What is the relationship between mono-methyl-H2B K116 and other histone modifications?

Understanding the interplay between mono-methyl-H2B K116 and other modifications requires comprehensive analysis:

• Co-occurrence patterns:

  • Multiple modifications may exist simultaneously on the same or adjacent nucleosomes

  • Some modifications may be mutually exclusive while others co-occur

  • Sequential ChIP or mass spectrometry can identify co-occurrences

• Functional relationships:

  • Primary modifications may facilitate or inhibit subsequent modifications

  • Some modifications function as docking sites for effector proteins

  • Others may directly influence chromatin structure

• Cross-talk with DNA methylation:

  • Investigate correlation between H2B K116me1 and DNA methylation patterns

  • Examine relationship with CpG islands and gene regulatory elements

• Data analysis approaches:

  • Generate heatmaps of modification co-occurrence

  • Conduct principal component analysis of multiple modifications

  • Develop predictive models of modification patterns

  • Compare with publicly available datasets for other cell types

How can I integrate mono-methyl-H2B K116 data with other genomic and epigenomic datasets?

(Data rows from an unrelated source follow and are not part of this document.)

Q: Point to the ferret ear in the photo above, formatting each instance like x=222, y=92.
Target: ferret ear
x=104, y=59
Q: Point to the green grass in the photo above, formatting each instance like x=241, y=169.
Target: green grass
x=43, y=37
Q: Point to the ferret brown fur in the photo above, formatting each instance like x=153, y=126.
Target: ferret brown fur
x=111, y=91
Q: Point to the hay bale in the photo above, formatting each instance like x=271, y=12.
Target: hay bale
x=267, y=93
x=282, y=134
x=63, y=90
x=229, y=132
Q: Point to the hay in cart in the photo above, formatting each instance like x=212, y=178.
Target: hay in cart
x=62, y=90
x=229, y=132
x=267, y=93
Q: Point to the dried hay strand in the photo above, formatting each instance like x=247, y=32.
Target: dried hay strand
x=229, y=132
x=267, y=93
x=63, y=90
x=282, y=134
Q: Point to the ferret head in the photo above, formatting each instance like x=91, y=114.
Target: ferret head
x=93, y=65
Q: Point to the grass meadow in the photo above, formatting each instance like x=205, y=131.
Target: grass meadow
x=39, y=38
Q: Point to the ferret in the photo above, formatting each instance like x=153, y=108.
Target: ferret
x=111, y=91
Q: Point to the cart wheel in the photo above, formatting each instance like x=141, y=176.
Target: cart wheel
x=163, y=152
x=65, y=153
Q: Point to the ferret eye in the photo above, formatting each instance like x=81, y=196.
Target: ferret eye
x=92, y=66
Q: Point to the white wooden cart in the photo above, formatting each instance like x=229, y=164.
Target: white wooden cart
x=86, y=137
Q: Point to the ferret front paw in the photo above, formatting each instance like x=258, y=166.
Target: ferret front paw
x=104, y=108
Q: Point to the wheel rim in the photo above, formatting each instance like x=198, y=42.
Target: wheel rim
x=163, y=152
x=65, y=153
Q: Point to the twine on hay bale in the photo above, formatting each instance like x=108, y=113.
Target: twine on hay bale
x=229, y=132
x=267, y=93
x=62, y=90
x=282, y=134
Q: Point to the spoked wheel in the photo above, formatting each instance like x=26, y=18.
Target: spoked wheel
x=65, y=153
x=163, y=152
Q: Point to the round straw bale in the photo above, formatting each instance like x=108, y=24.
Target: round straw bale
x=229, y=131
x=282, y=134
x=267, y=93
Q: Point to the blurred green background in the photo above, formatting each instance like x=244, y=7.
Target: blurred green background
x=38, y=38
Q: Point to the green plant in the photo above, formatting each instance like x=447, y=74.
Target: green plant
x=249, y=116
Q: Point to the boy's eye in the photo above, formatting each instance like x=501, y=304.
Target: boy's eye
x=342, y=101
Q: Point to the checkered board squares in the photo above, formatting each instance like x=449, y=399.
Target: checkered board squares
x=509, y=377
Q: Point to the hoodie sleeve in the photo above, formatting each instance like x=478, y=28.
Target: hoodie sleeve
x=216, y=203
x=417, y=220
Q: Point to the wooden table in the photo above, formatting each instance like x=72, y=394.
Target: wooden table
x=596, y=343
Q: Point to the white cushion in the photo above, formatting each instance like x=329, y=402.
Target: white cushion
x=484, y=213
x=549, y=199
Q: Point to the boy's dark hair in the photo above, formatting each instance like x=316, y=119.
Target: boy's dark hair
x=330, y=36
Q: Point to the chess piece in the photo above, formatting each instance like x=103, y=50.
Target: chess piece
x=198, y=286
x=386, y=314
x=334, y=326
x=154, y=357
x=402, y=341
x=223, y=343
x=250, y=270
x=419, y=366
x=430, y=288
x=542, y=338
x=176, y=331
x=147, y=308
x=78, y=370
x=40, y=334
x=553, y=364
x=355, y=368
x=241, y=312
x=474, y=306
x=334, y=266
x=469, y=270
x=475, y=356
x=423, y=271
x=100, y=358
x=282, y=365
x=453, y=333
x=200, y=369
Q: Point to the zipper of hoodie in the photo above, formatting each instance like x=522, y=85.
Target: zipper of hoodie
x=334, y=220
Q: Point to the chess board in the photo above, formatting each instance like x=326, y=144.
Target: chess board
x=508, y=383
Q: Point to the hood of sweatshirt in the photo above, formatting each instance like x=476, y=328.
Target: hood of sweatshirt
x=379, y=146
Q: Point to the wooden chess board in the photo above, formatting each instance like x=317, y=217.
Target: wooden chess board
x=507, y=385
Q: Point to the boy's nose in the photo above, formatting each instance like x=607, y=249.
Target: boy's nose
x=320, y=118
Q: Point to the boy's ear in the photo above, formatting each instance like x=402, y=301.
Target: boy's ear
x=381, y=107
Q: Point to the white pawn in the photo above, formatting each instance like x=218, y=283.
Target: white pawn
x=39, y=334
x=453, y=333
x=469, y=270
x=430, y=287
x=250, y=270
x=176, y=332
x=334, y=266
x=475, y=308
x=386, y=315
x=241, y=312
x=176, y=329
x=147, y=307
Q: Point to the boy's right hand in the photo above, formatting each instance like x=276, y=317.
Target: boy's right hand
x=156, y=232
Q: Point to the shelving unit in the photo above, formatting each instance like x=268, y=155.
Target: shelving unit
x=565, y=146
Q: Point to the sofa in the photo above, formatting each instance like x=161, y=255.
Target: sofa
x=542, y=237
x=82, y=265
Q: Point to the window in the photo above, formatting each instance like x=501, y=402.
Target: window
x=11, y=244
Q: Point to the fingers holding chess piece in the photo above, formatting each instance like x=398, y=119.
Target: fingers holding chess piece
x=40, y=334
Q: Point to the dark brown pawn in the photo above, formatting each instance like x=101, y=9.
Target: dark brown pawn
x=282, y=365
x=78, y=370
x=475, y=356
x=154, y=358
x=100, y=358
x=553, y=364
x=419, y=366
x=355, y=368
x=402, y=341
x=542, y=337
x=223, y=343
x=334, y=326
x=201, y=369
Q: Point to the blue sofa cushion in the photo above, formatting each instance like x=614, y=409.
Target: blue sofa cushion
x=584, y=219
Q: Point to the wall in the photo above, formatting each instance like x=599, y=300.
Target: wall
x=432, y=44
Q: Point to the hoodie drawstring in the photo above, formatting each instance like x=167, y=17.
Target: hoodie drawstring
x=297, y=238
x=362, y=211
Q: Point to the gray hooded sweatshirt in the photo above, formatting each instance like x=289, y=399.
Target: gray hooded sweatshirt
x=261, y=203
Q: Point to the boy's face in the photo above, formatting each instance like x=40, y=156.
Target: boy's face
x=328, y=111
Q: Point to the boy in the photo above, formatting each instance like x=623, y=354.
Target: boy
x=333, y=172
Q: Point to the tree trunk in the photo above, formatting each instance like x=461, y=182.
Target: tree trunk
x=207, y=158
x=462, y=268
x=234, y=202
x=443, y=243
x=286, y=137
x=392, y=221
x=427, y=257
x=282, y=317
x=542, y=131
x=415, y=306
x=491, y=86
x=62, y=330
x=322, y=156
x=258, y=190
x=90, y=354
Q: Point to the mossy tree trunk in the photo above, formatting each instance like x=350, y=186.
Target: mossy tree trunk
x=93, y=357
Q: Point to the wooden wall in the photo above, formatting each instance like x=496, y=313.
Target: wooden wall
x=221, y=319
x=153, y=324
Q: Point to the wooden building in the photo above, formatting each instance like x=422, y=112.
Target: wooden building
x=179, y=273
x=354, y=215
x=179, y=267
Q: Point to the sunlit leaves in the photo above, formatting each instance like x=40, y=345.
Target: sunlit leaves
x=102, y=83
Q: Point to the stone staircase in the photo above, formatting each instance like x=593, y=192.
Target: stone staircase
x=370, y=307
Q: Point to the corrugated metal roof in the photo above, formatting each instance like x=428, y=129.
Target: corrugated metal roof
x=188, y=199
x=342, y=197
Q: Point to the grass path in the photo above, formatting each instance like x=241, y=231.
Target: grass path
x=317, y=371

Integration of mono-methyl-H2B K116 data with other genomic information provides comprehensive insights:

Data integration strategies:

Advanced computational approaches:

• Machine learning algorithms to predict functional elements based on modification patterns

• Network analysis to identify regulatory hubs

• Integrative genomics viewer (IGV) for visualization of multiple data types

• Regulatory circuit reconstruction using modification data as inputs

These integrative approaches help place mono-methyl-H2B K116 within the broader context of epigenetic regulation and gene expression control mechanisms.